By Robert Priddle
January 11, 2018 - Two years ago, the prospects for U.S. coal looked grim. And at one point in 2016, companies accounting for more than half of U.S. coal production were in bankruptcy protection. U.S. coal production over the year as whole was 17 percent down on the previous year, while by contrast, production of shale gas and tight oil boomed.
But the outlook for coal was changing. By the fourth quarter of 2016, steam coal prices had risen by more than half, compared with a year earlier, and coking coal prices had doubled. In March 2017 came a new executive order, welcomed by the industry: “Promoting Energy Independence and Economic Growth.” Five objectives for coal promised the easing of regulatory constraints on coal production and use.
Coal prices continued to rise, supported by a rise in international coal prices and in the price of domestic natural gas, coal’s main fossil-fuel rival for power generation. For the first time since 2011, a new coal mine opened and other new projects were announced.
How do the prospects for coal look now, against the background of new global projections for the energy future, and for coal in particular? It depends where you stand. Though there is a global market in traded coal, regional prospects differ widely.

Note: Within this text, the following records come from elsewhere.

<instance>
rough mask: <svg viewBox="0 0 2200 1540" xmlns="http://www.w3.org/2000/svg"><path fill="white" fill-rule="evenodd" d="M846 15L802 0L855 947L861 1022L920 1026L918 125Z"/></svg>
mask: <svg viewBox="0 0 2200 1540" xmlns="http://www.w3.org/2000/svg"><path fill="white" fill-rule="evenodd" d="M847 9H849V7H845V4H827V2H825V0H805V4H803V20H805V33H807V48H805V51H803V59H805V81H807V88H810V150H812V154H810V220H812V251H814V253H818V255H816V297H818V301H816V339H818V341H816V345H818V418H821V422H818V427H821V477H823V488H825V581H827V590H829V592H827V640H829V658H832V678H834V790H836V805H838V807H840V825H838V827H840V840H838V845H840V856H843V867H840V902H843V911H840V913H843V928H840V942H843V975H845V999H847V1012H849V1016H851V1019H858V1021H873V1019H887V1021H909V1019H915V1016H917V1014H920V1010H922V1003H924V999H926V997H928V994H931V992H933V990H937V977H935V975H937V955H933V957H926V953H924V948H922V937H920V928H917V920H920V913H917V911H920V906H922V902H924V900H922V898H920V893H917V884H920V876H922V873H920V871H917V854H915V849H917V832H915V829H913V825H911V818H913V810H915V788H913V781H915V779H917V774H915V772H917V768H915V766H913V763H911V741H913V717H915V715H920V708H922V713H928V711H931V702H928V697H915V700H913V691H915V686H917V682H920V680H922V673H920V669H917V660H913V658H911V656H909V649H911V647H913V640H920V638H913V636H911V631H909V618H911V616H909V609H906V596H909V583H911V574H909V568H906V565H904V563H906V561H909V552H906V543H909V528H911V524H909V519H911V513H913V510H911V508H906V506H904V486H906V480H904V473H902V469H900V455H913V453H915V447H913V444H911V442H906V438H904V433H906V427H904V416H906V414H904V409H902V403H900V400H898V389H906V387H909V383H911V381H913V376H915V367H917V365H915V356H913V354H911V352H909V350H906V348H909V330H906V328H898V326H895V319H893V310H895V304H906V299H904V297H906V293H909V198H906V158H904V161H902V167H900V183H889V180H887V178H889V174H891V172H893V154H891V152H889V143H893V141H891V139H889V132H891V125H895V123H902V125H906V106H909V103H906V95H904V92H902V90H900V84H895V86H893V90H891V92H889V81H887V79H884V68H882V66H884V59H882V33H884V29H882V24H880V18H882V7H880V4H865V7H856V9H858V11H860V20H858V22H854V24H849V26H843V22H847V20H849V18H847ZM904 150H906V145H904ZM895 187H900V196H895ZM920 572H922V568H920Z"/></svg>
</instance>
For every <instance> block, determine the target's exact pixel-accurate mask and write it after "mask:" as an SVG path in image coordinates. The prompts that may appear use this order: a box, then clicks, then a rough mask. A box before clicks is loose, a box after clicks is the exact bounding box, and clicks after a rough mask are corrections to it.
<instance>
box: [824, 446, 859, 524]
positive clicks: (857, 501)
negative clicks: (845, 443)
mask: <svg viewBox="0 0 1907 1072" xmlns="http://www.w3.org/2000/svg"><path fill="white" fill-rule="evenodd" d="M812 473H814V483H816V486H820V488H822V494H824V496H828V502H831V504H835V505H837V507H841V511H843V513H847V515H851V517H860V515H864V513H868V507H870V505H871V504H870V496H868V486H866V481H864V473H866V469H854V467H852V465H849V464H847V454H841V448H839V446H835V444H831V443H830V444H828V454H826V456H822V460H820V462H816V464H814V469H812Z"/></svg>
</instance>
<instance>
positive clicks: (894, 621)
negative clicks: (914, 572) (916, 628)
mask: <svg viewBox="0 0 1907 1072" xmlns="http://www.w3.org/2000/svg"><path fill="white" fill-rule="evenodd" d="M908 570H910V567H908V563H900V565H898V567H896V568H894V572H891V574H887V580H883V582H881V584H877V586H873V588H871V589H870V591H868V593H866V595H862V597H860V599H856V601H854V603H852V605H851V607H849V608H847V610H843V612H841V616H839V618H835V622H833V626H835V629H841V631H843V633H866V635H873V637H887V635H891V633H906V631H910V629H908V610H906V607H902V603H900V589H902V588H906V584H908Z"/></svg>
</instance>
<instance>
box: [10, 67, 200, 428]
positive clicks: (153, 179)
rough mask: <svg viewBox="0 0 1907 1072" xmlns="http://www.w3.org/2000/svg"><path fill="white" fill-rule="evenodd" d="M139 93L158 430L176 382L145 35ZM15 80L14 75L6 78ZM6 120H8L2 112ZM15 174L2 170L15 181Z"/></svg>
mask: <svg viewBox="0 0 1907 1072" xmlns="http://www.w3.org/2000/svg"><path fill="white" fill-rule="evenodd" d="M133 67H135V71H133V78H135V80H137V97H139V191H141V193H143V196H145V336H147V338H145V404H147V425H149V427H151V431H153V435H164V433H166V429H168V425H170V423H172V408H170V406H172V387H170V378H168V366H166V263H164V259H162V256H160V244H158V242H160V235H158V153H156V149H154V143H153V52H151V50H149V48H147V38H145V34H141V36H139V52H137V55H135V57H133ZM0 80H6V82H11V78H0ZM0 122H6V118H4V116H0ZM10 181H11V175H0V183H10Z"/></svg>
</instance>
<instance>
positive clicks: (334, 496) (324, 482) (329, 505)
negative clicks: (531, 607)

“U.K. to end 140 years of coal power by 2025,” read the London Daily Telegraph headline on Jan. 5, 2018. Since power generation accounts for nearly two-thirds of global coal consumption, if this were true at the global level it would eviscerate the coal industry. But it related to the U.K. exclusively, where there was one 24-hour period already, in 2016, when no coal was consumed to provide electric power and where the commitment to tackle climate change is taken seriously.
To take another example, in Germany, which, together with Poland, consumes over half of European coal, coal consumption is predicted to fall, even though nuclear power is being totally phased out.
In the United States, although coal demand already dropped significantly in the years leading up to 2016, and fell slightly again in 2017, the prospects are relatively favorable. Further decline is expected over the next five years, but it will be slow. Nonetheless, viewed as a component of total U.S. energy supply, coal’s position continues to slide. Coal ceased to be the largest source of power generation in 2016 and growth in gas supply is ample, along with supply from renewables, while growth in overall power demand is sluggish. Relative stability of demand is some assurance for U.S. communities dependent on coal production but, even with federal intervention, U.S. coal has no prospect of growth.
Elsewhere in the world, the picture is very different. After several years of deliberately imposed demand reduction, coal demand rose slightly again in 2017 in China, the overwhelmingly dominant global producer and consumer of coal, accounting for nearly half of total global demand (and remaining dominant in future). Other regions are hungry for additional supply. Demand for coal in India will grow fast over the next five years and beyond, and India is already the world’s second-largest producer of coal globally, having increased its production as U.S. production fell.
Demand is growing, too, in many parts of Southeast Asia and, while their demand is as yet small, Pakistan and Bangladesh are emerging as sources of growing demand. By contrast, coal use in the countries of the Organization for Economic Cooperation and Development (OECD) makes up an increasingly minor part of world demand, forecast to fall from around a quarter in 2016 to under a sixth in 2040.
The United States is no more than a marginal supplier of coal to international markets. The fate of hard-pressed U.S. coal producers and coal-producing communities will be determined by the internal U.S. market.
The prospects no longer are as bleak as they looked two years ago. But this is a sector heavily dependent on the vagaries of government policy, and investors necessarily look well beyond a single term of an administration with environmental policies wholly out of step with those of the global community.
Robert Priddle was executive director of the International Energy Agency in Paris for eight years (to 2002).